Menurut Manajer Kampanye Tambang dan Energi Walhi, Fanny Tri Jambore, ada berbagai cara yang bisa ditempuh oleh pemerintah untuk bisa menciptakan ekosistem kendaraan listrik tanpa merusak lingkungan. Salah satunya dengan tidak memberikan izin konsesi besar-besaran untuk pertambangan nikel.
Fanny melanjutkan, pemerintah seharusnya tidak memasukkan wilayah hutan dan kawasan pesisir ke dalam wilayah konsesi pertambangan agar tidak menimbulkan masalah baru, terutama keselamatan masyarakat sekitar. Ia mencatat sudah banyak masyarakat yang terdampak akibat adanya pertambangan nikel tersebut.
Terkait penanganan polusi udara, Luhut meminta semua pihak tidak saling menyalahkan. Dia mengatakan, upaya mengatasi polusi memerlukan waktu.
Solusi yang terlambat
Pemberlakuan tilang bagi kendaraan tak lolos uji emisi juga merupakan solusi penanganan polusi udara yang tengah digencarkan pemerintah.
Pengamat kebijakan publik dari Universitas Pembangunan Nasional (UPN) Veteran Jakarta, Achmad Nur Hidayat, menilai, uji emisi kendaraan yang digencarkan saat ini merupakan solusi yang terlambat. Padahal, masalah polusi udara sudah ada sejak beberapa tahun lalu. Meski aturan uji emisi kendaraan bermotor sudah ada sejak dulu, pemerintah tidak cukup serius menerapkannya.
”Padahal, uji emisi sangat penting untuk mencegah polusi udara. Kendaraan yang tidak memenuhi standar emisi akan mengeluarkan polutan lebih banyak dan bisa berdampak buruk bagi kualitas udara,” katanya.
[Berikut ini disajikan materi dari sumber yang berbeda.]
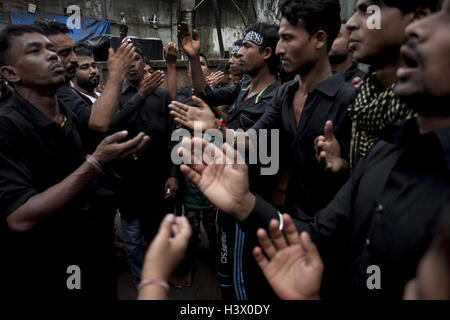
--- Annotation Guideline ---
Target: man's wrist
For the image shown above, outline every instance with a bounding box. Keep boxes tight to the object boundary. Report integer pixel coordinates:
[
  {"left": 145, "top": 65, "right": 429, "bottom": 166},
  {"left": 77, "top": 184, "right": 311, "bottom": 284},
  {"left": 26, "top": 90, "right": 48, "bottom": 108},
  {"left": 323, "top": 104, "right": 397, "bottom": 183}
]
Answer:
[{"left": 235, "top": 192, "right": 256, "bottom": 222}]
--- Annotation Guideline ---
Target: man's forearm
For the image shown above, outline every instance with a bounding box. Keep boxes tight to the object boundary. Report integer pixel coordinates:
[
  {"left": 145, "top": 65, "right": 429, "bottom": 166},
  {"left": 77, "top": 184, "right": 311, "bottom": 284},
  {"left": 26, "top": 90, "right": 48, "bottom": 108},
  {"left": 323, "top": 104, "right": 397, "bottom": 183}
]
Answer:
[
  {"left": 6, "top": 162, "right": 99, "bottom": 232},
  {"left": 190, "top": 55, "right": 207, "bottom": 94},
  {"left": 166, "top": 63, "right": 177, "bottom": 100},
  {"left": 89, "top": 74, "right": 125, "bottom": 132}
]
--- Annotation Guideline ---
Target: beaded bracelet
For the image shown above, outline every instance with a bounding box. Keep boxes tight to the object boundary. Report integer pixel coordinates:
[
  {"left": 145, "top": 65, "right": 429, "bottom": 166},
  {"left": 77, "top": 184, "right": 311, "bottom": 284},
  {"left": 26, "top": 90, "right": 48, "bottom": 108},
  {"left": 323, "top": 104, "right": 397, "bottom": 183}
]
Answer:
[
  {"left": 217, "top": 118, "right": 226, "bottom": 130},
  {"left": 138, "top": 279, "right": 170, "bottom": 291}
]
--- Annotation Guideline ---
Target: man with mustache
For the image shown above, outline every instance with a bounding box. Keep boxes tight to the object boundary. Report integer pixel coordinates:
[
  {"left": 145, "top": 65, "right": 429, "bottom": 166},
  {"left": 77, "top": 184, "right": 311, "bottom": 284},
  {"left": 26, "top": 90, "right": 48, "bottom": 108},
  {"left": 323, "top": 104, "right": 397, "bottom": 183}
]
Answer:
[
  {"left": 179, "top": 0, "right": 450, "bottom": 299},
  {"left": 316, "top": 0, "right": 438, "bottom": 172},
  {"left": 0, "top": 25, "right": 148, "bottom": 299},
  {"left": 73, "top": 43, "right": 100, "bottom": 105}
]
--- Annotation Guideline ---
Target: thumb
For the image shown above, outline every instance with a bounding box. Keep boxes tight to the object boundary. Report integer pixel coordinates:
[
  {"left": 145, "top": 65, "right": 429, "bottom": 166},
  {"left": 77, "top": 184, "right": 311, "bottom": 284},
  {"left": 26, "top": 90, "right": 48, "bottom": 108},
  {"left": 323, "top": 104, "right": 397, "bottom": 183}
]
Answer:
[
  {"left": 192, "top": 95, "right": 209, "bottom": 110},
  {"left": 107, "top": 48, "right": 114, "bottom": 61},
  {"left": 324, "top": 121, "right": 334, "bottom": 140},
  {"left": 299, "top": 232, "right": 320, "bottom": 259}
]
Meskipun begitu, Achmad juga mengatakan, kebijakan ini hanyalah solusi jangka pendek. Uji emisi kendaraan bukan solusi komprehensif untuk mengatasi polusi udara di Jakarta dan sekitarnya.
Pemberlakuan tilang bagi kendaraan yang tidak lolos uji emisi memang cara yang baik untuk mendisiplinkan masyarakat. Namun, hal itu tidak akan memberi efek jera jika masyarakat tidak memiliki alternatif kendaraan lain.
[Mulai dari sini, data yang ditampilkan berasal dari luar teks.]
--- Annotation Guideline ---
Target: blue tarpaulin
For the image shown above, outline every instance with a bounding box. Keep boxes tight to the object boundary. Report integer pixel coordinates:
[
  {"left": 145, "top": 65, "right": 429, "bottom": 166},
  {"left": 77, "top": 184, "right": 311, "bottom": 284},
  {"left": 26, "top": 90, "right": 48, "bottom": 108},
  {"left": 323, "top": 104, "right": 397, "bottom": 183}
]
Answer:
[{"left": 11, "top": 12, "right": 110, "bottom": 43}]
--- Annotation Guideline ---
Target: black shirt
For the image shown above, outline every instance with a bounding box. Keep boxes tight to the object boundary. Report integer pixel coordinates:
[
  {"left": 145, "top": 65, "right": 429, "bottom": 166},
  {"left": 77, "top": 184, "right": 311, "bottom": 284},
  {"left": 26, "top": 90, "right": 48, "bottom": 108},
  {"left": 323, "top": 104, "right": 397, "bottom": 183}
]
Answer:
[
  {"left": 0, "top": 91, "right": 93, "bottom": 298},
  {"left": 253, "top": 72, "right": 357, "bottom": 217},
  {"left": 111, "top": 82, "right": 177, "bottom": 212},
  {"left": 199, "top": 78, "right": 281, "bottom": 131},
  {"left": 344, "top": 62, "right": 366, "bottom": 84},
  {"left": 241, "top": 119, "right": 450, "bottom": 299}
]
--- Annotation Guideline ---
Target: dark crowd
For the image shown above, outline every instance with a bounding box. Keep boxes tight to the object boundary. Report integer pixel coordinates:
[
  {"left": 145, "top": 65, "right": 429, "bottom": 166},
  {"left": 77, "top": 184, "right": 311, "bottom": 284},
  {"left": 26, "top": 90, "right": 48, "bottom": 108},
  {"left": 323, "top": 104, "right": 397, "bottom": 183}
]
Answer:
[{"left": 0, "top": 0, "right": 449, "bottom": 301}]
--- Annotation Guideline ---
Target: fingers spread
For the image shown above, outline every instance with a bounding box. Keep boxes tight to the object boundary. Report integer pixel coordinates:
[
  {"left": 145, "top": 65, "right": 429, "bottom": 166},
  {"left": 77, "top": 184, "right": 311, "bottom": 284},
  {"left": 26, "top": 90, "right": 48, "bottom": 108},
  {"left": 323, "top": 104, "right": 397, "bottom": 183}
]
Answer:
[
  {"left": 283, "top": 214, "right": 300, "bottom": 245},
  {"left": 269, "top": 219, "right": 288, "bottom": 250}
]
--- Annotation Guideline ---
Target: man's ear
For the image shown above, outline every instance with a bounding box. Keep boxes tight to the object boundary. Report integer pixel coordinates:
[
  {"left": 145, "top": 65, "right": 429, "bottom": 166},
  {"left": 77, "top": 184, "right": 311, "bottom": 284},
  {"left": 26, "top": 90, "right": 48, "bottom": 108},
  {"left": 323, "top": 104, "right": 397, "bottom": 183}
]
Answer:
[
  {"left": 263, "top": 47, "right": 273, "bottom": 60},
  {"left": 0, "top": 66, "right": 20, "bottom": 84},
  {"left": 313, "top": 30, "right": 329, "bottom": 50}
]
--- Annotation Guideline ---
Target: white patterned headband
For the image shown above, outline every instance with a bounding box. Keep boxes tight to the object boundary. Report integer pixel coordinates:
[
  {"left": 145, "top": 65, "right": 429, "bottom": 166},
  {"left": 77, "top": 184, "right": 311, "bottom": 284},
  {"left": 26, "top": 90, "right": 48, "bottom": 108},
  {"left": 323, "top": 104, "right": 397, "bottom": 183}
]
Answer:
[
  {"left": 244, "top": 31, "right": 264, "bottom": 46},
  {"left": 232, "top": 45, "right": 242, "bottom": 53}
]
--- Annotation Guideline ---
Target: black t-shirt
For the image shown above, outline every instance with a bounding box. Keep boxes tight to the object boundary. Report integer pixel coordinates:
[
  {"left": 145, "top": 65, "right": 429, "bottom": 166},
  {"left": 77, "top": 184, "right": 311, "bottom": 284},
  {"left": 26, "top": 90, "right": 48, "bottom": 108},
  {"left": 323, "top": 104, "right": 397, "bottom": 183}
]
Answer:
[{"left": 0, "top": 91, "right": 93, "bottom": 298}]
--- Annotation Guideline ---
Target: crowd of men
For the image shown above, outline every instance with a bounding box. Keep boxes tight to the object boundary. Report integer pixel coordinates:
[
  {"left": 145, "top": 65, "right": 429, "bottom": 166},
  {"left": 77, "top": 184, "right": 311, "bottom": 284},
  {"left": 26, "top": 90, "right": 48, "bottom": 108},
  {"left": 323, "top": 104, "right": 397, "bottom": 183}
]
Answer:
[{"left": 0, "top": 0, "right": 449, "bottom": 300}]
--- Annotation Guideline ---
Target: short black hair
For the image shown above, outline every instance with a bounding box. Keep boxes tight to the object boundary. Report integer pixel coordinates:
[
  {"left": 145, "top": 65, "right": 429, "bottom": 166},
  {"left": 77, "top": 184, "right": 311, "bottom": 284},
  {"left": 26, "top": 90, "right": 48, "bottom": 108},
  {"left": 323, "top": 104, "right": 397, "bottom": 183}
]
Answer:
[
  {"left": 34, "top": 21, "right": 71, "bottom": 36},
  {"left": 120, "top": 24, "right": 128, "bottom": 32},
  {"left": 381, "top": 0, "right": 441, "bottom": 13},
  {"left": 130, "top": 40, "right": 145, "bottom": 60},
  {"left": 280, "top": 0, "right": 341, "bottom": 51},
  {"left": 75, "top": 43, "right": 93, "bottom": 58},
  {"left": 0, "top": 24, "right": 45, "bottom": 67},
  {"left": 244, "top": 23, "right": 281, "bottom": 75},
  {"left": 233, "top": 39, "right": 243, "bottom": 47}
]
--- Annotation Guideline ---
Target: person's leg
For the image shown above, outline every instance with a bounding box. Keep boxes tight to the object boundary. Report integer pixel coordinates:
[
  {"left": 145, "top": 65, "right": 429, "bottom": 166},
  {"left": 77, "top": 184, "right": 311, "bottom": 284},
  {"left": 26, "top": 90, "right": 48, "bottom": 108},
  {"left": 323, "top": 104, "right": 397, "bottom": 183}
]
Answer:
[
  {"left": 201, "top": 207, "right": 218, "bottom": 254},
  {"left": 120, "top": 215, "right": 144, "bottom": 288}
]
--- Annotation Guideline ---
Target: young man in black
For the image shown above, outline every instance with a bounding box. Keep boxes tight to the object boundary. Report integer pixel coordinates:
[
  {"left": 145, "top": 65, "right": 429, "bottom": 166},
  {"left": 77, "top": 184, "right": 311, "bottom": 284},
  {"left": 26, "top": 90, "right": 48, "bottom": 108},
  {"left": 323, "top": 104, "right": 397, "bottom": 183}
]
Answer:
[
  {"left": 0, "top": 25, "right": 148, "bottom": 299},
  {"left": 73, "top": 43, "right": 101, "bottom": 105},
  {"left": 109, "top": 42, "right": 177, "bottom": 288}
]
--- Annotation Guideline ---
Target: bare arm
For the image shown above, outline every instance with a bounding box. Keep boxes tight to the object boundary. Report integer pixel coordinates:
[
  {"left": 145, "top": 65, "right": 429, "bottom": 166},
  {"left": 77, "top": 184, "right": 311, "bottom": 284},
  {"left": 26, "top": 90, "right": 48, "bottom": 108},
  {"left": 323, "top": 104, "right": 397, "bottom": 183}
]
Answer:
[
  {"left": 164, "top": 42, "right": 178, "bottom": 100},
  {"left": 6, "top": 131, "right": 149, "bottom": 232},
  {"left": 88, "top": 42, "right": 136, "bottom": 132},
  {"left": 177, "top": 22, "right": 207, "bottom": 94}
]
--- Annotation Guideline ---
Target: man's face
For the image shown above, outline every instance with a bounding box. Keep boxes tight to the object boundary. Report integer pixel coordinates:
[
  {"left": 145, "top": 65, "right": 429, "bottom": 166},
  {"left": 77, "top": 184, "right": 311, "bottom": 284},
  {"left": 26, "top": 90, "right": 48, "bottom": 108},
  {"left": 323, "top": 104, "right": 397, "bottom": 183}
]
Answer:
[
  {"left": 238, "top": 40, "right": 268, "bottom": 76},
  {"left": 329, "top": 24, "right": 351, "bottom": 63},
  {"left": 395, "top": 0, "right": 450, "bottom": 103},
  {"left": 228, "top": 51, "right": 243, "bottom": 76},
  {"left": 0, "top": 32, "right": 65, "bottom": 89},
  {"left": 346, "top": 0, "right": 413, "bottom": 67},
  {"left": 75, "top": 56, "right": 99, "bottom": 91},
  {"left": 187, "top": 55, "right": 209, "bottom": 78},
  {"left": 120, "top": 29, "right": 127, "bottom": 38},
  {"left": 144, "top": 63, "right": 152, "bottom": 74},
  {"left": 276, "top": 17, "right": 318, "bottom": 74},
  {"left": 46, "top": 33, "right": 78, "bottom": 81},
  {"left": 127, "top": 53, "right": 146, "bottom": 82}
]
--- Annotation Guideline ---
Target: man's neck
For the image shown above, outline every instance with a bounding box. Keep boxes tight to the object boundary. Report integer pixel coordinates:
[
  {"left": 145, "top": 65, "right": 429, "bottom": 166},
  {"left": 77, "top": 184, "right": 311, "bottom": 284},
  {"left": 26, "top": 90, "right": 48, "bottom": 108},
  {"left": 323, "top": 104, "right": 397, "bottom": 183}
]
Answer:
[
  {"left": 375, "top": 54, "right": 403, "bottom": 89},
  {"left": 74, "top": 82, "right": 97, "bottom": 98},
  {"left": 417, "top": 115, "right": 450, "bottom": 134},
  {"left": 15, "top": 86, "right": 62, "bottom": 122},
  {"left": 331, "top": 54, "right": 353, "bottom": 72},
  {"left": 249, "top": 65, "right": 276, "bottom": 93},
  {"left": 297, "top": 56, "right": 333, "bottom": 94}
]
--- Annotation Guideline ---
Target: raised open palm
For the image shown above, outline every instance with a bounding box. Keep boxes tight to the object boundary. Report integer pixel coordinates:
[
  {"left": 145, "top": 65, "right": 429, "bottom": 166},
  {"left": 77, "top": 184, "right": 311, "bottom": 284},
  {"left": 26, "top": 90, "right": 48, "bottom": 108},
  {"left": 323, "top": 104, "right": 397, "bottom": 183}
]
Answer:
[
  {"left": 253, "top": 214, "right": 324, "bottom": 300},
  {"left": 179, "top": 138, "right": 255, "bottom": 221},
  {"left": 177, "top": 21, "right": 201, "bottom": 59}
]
Menurut Achmad, masih banyak masyarakat yang bergantung pada kendaraan pribadi untuk mobilitas sehari-hari. Hal ini disebabkan oleh berbagai faktor, antara lain kurangnya alternatif transportasi publik yang memadai.
Hal serupa juga dikatakan Aminullah. Ia menilai, pemerintah sebaiknya menangani masalah kendaraan dari hulunya, yakni sistem transportasi publik yang bisa menjangkau semua orang. Pemerintah dinilai perlu menyediakan angkutan massal untuk mengantar masyarakat ke titik transit di titik yang belum tersedia layanan transportasi umum.
Sebelumnya, Polda Metro Jaya menindak 66 kendaraan pada hari pertama pelaksanaan tilang uji emisi, Jumat (1/9/2023). Persentase untuk kendaraan yang terkena tilang uji emisi masing-masing 15 persen untuk sepeda motor dan mobil.
Berdasarkan data Dinas Lingkungan Hidup DKI Jakarta, sebanyak 33 dari 248 mobil yang diperiksa dinyatakan tidak lulus uji emisi. Begitu halnya untuk sepeda motor, yakni sebanyak 33 dari 223 sepeda motor dinyatakan tidak lulus uji emisi.
Pelanggar bakal didenda maksimal Rp 250.000 untuk sepeda motor dan Rp 500.000 untuk mobil. Aturan itu merujuk pada Pasal 285 ayat 1 dan Pasal 286 Undang-Undang Nomor 22 Tahun 2009 tentang Lalu Lintas dan Angkutan Jalan.